Why Twitchboard matters

twitterCame across Twitchboard on today’s ReadWriteWeb post on The Rise of Cloud Agents. Twitchboard goes after the problem many web users are encountering: Humans just don’t scale. You sign up for a bunch of online services (my toolbar is littered with them) and then you have to remember you have them, use them, and, in an ideal world, integrate them.

    Services like Ping.fm do a terrific job helping you publish across multiple platforms, like updating your Twitter, Facebook, and LinkedIn statuses all at once. But Twitchboard takes it a level further by automating the interactions of these social web services.

    More from ReadWriteWeb:

    Blogger Chris Arkenberg says Twitchboard is a part of the “emerging class of cloud agents.” These cloud agents, as he describes them, will help us sort and search the massive volumes of data we interact with regularly. He envisions that soon we’ll have many of these cloud agents, swarming around us, working on our behalf, helping to parse the data flowing in and providing us with the information that we need, separated from the noise.

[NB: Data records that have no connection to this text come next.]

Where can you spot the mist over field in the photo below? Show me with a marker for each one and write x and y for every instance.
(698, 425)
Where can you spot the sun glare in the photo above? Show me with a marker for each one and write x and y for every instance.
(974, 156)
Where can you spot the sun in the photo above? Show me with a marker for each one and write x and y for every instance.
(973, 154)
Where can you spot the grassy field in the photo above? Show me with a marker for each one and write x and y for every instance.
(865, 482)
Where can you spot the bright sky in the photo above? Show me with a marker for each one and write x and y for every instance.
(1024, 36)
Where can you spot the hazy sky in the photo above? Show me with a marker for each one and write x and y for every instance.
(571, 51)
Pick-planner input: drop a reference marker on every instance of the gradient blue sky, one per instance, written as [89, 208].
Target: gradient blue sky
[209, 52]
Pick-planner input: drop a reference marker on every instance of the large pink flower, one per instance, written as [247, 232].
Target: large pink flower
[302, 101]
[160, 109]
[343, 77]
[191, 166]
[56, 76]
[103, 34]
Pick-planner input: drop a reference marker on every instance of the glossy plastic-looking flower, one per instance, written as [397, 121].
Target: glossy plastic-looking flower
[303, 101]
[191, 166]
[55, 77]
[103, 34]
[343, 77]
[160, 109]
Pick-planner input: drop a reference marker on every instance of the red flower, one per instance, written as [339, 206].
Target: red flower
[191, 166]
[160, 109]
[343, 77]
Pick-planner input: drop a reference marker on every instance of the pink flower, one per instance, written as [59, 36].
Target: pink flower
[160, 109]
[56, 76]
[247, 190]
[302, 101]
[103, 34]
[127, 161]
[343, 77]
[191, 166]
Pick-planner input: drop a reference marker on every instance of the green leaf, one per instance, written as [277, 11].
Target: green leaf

    The Apple app store not too long ago passed 300 million downloads, and yesterday we learned that even the lowly iFart is earning over $10,000 every day. The problem is not that there too few useful or amusing applications, but how to manage all the resulting data and their interactions. I, for one, welcome our new cloud agent overlords.

    Entering the digital fast lane with portable social graphs

    Facebook Connect and Google Friend Connect today fully opened up their rival data portability initiatives. What does this mean for you? Now, you can log in to partnering sites using either your Facebook or Google account, and bring with you your “social graph”:  the network of folks you’re already connected with to share in the website’s experience. Here’s are some thoughts from Shiv Singh and colleagues over at Razorfish about how implementations of the portable social graph might look:

    On the one hand, this service feels like a tremendous win for convenience: a digital E-Z Pass,  obviating the need for creating and managing myriad accounts and passwords across the web. But the convenience may come with a cost. Any time a large company offers to manage your data across multiple purchase points and interactions, the question arises of what that aggregated data about behaviors and relationships might be used for. The E-ZPass analogy holds true: the same guy who signed up for an electronic pass to avoid long lines at tolls might not want those travel records showing up in divorce court.

    Privacy concerns aside, it’s too early to tell what portable social graph interactions will ultimately look like. In the 90s, the beginnings of e-commerce made most of us envision bringing bricks-and-mortar stores online, not predict the resurgence of handmade goods on Etsy or the crowdsourcing of designs on Threadless. Similarly, it’s hard to imagine today which new practices—and entirely new businesses—will emerge as the portable social graph becomes a reality.

    Google delving into InfluenceRank

    BusinessWeek Online reports on a move by Google to make social network advertising more relevant by developing an InfluenceRank. This technology would help assess an individual socnet member’s level of influence over a group of peers — sort of a FICO score of your personal profile’s influence.

    Joe Marchese at MediaPost’s Online Spin offers an interesting perspective: it’s clear you can’t directly correlate activity with influence, without risking overvaluing the influence of a follow-happy Florida car dealer who’s finagled more reciprocal Twitter relationships than Peter Kim. More importantly, what will marketers do with influence levels; will paying a higher CPM on a higher InfluenceRank personal profile actually achieve influence? This capability might end up a red herring; offering a quick-fix to marketers reluctant to dive deep into developing the social media capabilities that might drive longer term community value.